Critiques

Marie Davidson

Working Class Woman

  • Ninja Tunes Records
  • 2018
  • 43 minutes
8
Le meilleur de lca

Marie Davidson semble être partout depuis la sortie d’Adieux au dancefloor (2016). Non pas parce qu’elle était moins active sur la scène électro avant ça, bien au contraire, mais plus parce que sa carrière a acquis un certain oomph à partir de là, combinée à l’effet d’entraînement de Demain est une autre nuit (Essaie Pas, 2016), disque sorti neuf mois plus tôt sur DFA Records. Sa prestation à Mutek 2017 avait comblé tous les fans de techno et de synthwave sur place, tandis que sa performance multidisciplinaire dans le cadre de Bullshit Treshold (présenté à La Chapelle en février dernier) avait attiré de fins connaisseurs de théâtre contemporain. Vous dire à quel point les deux publics sont différents démontre l’éventail créatif de Marie Davidson, et sa capacité à rafraîchir la scène artistique underground.

Après le lancement lynchien de New Path (Essaie Pas, 2018) en mars dernier, et la sortie de Working Class Women en octobre, on constate que le son de Davidson est devenu plus cru, voire machinal, et s’inspire davantage des courants électroniques issus de la première vague de musique industrielle (1975-81). On y retrouve donc du spoken word rendu parfois de manière psychotique, des rythmes technos répétitifs, des contretemps typiquement EBM et de la ballade synthwave empreinte de féminité.

L’album ouvre de façon théâtrale avec Your Biggest Fan (qui ouvrait également Bullshit Treshold), avec extraits de ce que les fans de Davidson ont à potiner sur elle. Le spoken word est livré comme une succession de commentaires désobligeants sur fond de trame électro industrielle 80s. Le kick sec de Work It fait immédiatement vibrer le plancher de danse, je souris au roulement de toms inspiré de Blue Monday, lorsque le rythme devient obligatoirement irrésistible. Davidson chante sur un ton qui rappelle Robyn, mais avec un charmant petit accent québécois, sans parler des voix masculines qui doublent efficacement les « work! » à la new jack swing, juste wow. The Psychologist est monté comme une scène de film (psychologique) dans lequel la patiente est envahit par une voix qui la traite de folle. La trame musicale fait penser à du dark ambiant, genre The Initial Command (1987), avec sa boucle mélodique qui varie en densité et en effet de délai.

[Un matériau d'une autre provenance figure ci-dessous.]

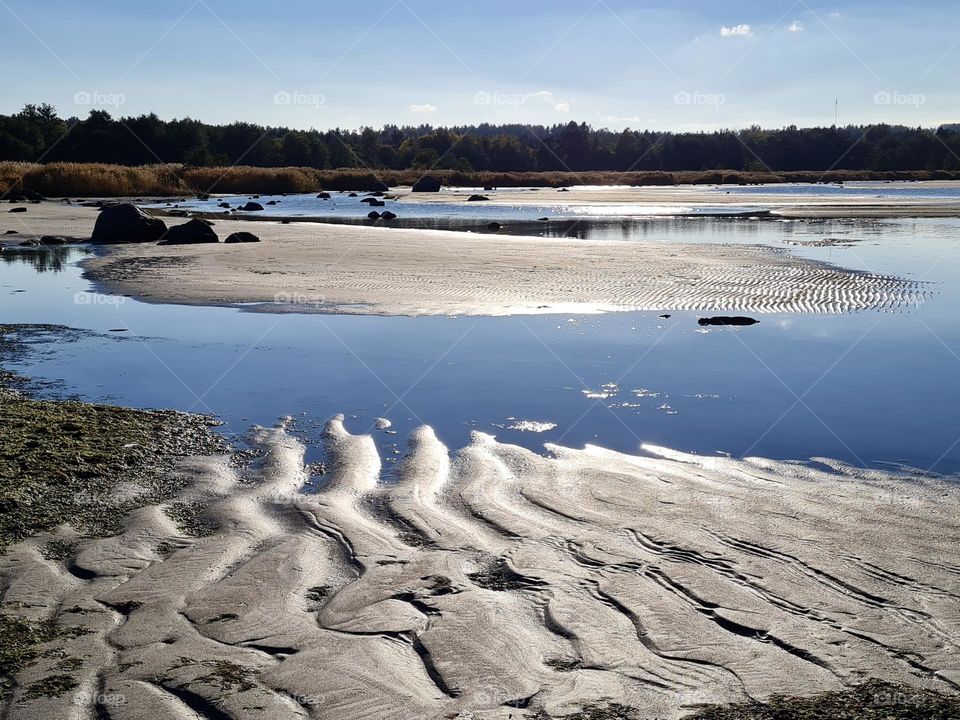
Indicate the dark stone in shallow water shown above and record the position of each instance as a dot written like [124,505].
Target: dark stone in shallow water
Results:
[192,233]
[126,223]
[242,237]
[724,320]
[427,184]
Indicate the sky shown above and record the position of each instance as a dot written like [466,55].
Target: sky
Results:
[655,65]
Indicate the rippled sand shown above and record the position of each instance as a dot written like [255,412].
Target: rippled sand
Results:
[310,267]
[496,578]
[323,268]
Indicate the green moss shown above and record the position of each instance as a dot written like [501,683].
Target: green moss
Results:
[22,643]
[69,665]
[191,518]
[563,664]
[52,686]
[226,675]
[58,550]
[61,462]
[874,700]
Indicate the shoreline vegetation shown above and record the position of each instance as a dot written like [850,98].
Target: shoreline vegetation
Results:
[87,464]
[67,179]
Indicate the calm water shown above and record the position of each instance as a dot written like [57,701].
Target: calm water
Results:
[868,388]
[564,219]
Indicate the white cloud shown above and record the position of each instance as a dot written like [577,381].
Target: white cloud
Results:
[550,99]
[736,31]
[615,120]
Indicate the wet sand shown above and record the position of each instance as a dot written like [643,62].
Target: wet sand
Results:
[855,202]
[311,267]
[496,578]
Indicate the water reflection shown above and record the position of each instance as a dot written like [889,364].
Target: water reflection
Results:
[42,259]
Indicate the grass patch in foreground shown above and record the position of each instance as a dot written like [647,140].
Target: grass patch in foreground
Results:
[20,646]
[874,700]
[87,465]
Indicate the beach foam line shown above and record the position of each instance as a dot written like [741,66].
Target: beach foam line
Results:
[495,578]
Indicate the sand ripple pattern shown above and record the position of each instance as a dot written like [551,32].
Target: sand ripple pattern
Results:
[373,271]
[494,582]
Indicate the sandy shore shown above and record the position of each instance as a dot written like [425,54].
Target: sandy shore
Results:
[854,202]
[494,579]
[311,267]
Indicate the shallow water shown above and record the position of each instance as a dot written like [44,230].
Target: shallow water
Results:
[868,388]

Lara nous fait revenir à la piste de danse avec sa structure techno acid ultra physique, ça rentre au poste. La balade Day Dreaming avance sur une boucle mélodique au son synthétique scintillant, Davidson continue sa prestation en spoken word, concluant ensuite sur une nouvelle boucle à la sonorité plus vaporeuse. The Tunnel nous enferme dans une scène cauchemardesque durant laquelle Davidson doit passer dans un tunnel de verre brisé; la trame sonore est lourde et étouffante, et le thème est livré de façon très sarcastique.

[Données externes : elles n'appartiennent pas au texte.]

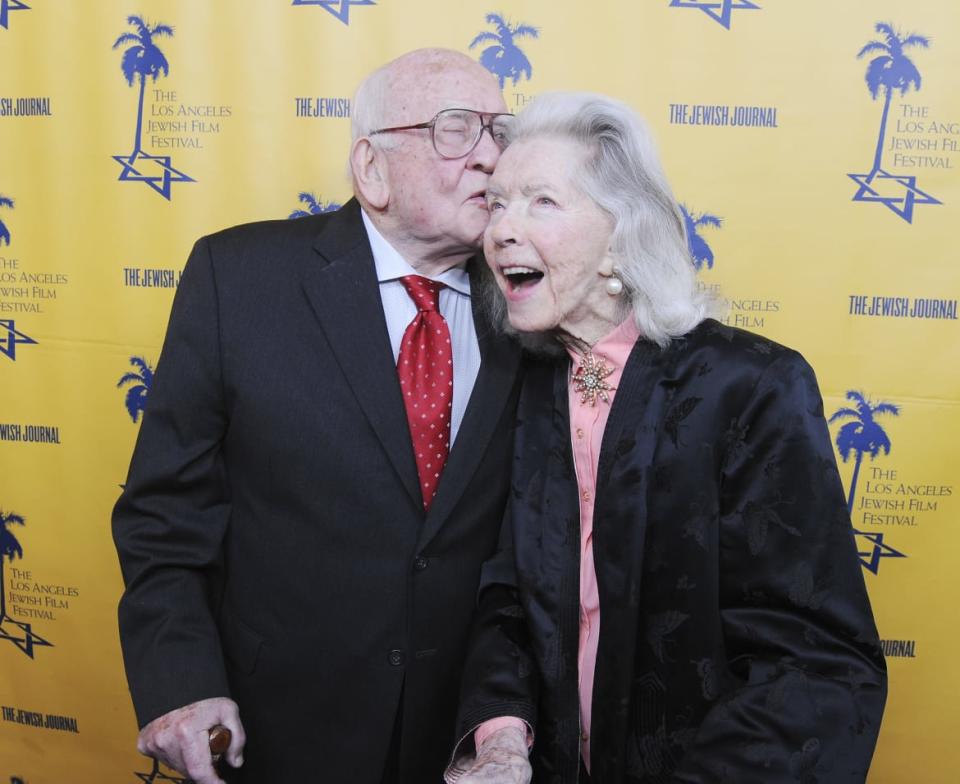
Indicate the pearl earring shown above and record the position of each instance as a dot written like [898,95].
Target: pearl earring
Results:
[614,286]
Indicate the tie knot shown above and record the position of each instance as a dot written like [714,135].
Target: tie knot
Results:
[424,292]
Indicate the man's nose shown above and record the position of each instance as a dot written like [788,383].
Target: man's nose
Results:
[487,152]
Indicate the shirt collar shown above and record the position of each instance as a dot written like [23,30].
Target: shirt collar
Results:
[391,265]
[616,345]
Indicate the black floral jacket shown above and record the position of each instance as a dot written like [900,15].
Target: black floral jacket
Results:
[737,642]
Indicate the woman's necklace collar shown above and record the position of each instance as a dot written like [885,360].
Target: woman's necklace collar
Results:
[589,381]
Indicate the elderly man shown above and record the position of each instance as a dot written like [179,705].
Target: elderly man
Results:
[322,467]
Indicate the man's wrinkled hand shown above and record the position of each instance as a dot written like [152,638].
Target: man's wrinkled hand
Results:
[181,739]
[501,759]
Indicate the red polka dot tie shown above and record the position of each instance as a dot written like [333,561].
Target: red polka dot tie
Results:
[425,368]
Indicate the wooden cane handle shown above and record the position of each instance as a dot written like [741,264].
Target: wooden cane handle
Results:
[219,741]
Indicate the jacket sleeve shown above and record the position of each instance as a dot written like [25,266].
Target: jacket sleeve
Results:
[499,675]
[169,522]
[807,680]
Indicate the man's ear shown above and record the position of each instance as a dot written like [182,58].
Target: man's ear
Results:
[370,173]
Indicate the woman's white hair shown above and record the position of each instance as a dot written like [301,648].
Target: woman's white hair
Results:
[623,176]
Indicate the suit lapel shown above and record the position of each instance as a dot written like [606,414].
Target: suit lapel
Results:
[634,411]
[499,365]
[345,297]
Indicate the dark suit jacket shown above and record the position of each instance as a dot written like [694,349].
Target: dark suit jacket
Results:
[736,638]
[271,533]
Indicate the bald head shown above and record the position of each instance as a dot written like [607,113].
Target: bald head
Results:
[389,95]
[429,208]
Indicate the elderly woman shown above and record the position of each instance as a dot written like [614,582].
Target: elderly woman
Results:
[677,597]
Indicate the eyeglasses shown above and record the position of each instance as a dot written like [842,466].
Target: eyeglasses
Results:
[456,132]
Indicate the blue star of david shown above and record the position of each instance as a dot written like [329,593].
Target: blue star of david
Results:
[158,775]
[8,342]
[10,5]
[870,559]
[902,205]
[710,8]
[25,638]
[342,11]
[160,183]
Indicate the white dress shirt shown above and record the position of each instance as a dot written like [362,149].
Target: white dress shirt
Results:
[455,307]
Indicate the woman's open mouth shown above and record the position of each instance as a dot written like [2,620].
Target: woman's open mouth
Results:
[520,277]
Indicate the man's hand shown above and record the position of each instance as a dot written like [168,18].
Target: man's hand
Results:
[181,739]
[501,759]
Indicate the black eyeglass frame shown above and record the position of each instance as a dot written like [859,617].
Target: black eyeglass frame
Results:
[431,124]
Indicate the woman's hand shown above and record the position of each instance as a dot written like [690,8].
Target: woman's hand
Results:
[501,759]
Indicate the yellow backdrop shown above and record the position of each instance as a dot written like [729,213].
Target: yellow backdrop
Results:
[815,154]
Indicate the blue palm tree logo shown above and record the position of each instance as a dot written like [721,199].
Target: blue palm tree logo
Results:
[6,6]
[141,381]
[4,231]
[504,59]
[313,207]
[338,8]
[863,435]
[156,775]
[890,71]
[17,632]
[143,60]
[720,11]
[700,251]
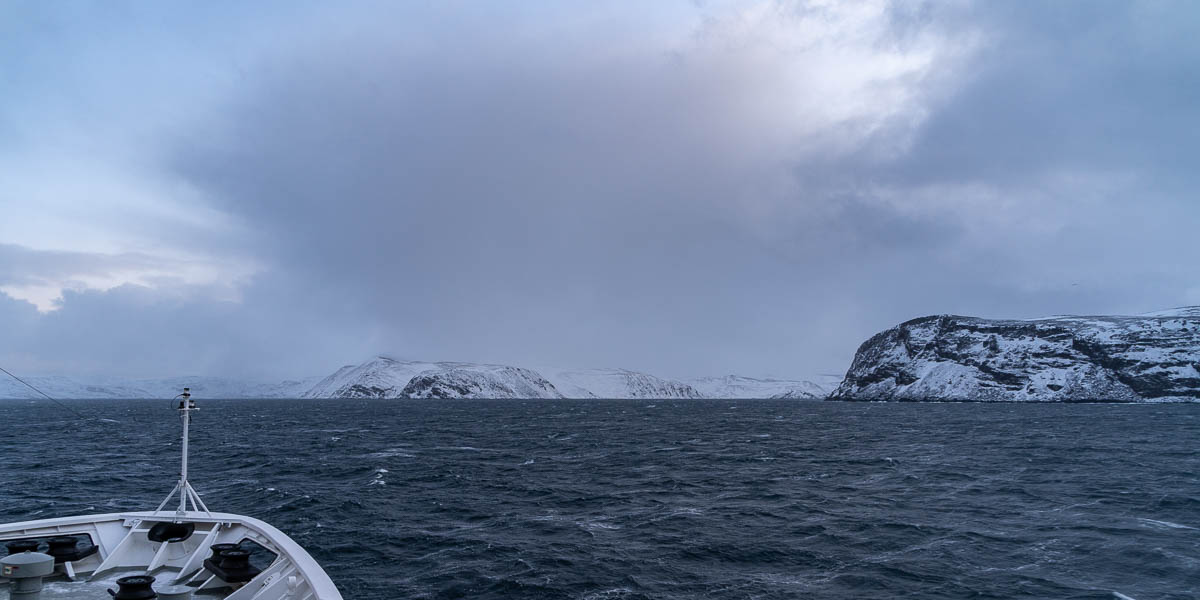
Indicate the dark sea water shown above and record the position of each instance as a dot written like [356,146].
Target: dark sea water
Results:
[636,499]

Workaholic Paranoid Bitch débute de façon expérimentale avec sa palette de sons saturés, et se densifie progressivement en rythme EBM hypnotisant, très dynamique et très physique. Le pont donne le temps de reprendre son souffle jusqu’au deuxième segment encore plus dense.  La ballade dance titrée So Right allège énormément l’atmosphère, passant de la tension musculaire complète à la délicatesse romantique. Le contraste est parfaitement réussi et sert en quelque sorte de résolution à la tension créée par l’album. Burn Me nous ramène une dernière fois sur la piste de danse avec son rythme électro industriel. La ligne de basse vient compléter merveilleusement bien les contretemps, la transe peut maintenant commencer. La chambre intérieure conclut l’album à mi-chemin entre la comptine mélancolique et la trame ambiante italo-disco, mélange improbable parfaitement réussi.

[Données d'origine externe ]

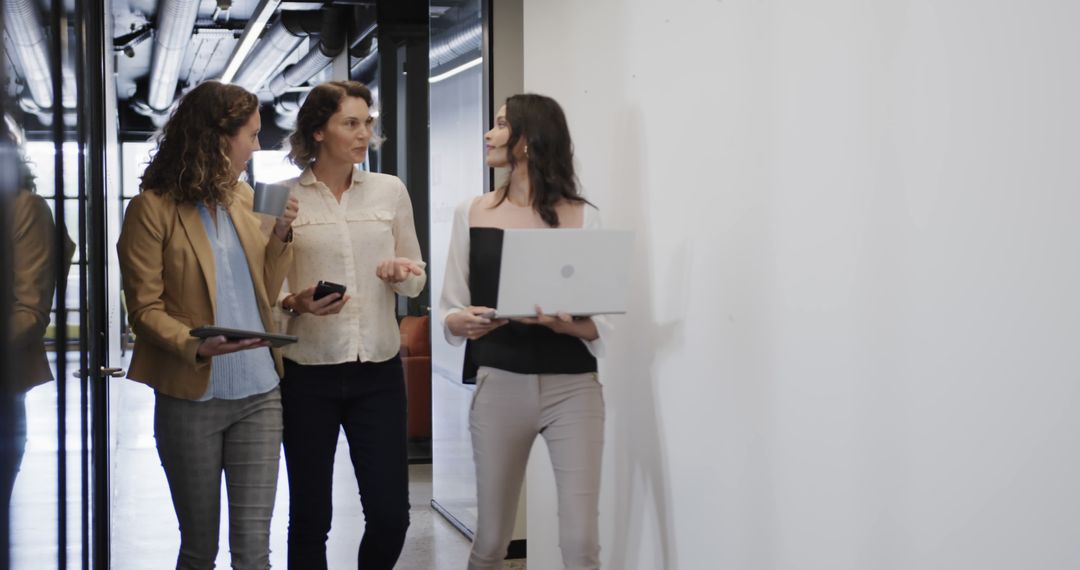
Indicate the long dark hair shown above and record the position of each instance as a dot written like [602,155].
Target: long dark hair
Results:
[322,103]
[191,163]
[540,121]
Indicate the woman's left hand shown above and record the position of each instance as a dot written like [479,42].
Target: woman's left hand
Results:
[285,221]
[556,322]
[397,269]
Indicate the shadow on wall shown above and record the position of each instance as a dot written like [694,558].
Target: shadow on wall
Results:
[642,483]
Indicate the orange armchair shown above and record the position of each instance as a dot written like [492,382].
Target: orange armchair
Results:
[416,360]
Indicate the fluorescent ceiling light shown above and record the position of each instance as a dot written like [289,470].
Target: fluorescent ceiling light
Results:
[456,70]
[251,35]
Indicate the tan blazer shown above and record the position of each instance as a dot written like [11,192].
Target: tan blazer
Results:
[35,285]
[167,268]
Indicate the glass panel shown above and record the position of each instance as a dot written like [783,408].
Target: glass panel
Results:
[45,510]
[457,174]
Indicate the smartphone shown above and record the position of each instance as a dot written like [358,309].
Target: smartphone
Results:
[325,287]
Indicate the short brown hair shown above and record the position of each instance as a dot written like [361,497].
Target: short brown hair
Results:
[322,103]
[191,163]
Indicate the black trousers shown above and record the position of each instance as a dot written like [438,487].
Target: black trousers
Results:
[368,401]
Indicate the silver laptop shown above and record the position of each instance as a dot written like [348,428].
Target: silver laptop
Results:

Avec Working Class Woman, Davidson a atteint un équilibre entre ses différentes sources d’inspiration qui fait en sorte que l’album est assez étrange pour être réécouté régulièrement (j’en abuse moi-même depuis deux mois) et juste assez conventionnel pour piquer la curiosité des oreilles moins habituées à l’approche multidisciplinaire. Les amateurs d’industriel devraient sourire de contentement, tandis que les plus jeunes ont dorénavant une artiste à suivre à travers les régions plus sombres de la musique électronique. Bref, ajoute ça sur ta liste d’écoute right f*cking now.